Huang and Hellums (17,18,33) developed a mathematical model of the dynamics of shear-induced platelet aggregation and aggregate break-up using the single-component population balance equation. Their equation parameters were estimated by fitting the model equations to experimental data obtained from uniform shear-induced platelet aggregate formation observed in a cone-and-plate viscometer at all shear rates >3000 s⁻¹. The holistic effects of 1), kinetics of participating adhesive phenomena, such as rate equations, for GPIbα or α_IIBβ₃ binding to vWF; 2), influence of shear on binding dynamics; and 3), hydrodynamic effects that govern the physics of particle-particle contact, such as hydrodynamic interactions between the particles, duration of contact, and influence of particle shape, were all combined into a single parameter termed “collision efficiency η_c”. Platelets were modeled as hard spheres, and an additional parameter was included to account for void fraction present in platelet aggregates of various sizes. The overall collision efficiency was quantified for platelet aggregation at a range of high shear rates and in the presence and absence of chemical agonists. Such quantifications provide insightful understanding of the relative roles of magnitude of shear and other factors, like the effect of an agonist; however, the individual roles of various biophysical factors such as shear force, particle shape, and binding kinetics that contribute to the process of platelet aggregation, and their individual extents of contribution cannot be ascertained from their model.

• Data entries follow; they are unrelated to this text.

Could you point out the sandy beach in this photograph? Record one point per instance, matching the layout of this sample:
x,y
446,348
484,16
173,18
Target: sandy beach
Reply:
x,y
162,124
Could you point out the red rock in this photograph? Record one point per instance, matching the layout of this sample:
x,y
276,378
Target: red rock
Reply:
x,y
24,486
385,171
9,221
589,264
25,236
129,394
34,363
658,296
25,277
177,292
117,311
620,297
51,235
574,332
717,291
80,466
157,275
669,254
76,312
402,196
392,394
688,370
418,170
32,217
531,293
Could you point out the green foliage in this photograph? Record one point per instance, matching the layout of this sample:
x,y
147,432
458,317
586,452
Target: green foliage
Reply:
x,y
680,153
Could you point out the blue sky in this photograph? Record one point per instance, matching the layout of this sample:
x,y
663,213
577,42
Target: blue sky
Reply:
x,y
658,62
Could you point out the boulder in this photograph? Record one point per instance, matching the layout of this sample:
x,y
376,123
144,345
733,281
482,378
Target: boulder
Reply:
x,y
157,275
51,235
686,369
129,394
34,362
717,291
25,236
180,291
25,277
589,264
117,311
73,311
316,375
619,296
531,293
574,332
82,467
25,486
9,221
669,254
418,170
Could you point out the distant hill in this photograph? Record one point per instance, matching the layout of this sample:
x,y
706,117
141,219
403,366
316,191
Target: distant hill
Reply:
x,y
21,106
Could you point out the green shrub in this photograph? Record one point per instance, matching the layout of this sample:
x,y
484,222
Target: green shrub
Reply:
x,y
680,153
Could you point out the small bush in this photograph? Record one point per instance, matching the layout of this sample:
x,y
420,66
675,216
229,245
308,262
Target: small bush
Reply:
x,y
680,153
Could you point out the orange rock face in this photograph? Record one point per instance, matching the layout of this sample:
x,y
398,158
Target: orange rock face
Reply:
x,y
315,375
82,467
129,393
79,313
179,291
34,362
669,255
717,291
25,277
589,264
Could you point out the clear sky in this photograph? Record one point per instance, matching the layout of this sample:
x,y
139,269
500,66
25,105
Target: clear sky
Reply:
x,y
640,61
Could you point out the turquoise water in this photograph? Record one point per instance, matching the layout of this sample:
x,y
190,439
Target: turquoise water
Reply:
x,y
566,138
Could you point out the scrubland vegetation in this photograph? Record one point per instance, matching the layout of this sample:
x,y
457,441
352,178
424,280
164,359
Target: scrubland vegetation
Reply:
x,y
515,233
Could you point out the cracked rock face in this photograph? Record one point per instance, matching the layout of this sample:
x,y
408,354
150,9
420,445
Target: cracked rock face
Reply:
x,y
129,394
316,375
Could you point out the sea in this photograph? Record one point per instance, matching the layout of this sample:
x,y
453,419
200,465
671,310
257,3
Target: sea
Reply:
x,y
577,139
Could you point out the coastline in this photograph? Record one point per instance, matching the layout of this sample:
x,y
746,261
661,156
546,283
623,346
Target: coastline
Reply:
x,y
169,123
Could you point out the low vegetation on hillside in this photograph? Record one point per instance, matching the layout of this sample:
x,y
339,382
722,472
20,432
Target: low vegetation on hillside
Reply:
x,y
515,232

The aim of this article was to present the fluid mechanical method used to predict hydrodynamic collisions between two platelet-shaped cells in shear flow in a semi-infinite 3-D region, and to investigate the collision behavior of platelets by quantifying the relevant collision metrics and comparing flow phenomena for platelet collisions with those for sphere collisions. Our Part II article discusses the development and application of an adhesive dynamics model for platelet GPIbα receptor binding to vWF multimers in solution and GPIbα-vWF-GPIbα bridging of two platelets. Platelet transient aggregation behavior and relevant trends in bond characteristics as a function of vWF multimer size, different binding kinetics, and imposed shear rate in the fluid, as predicted by PAD, are covered in Part II.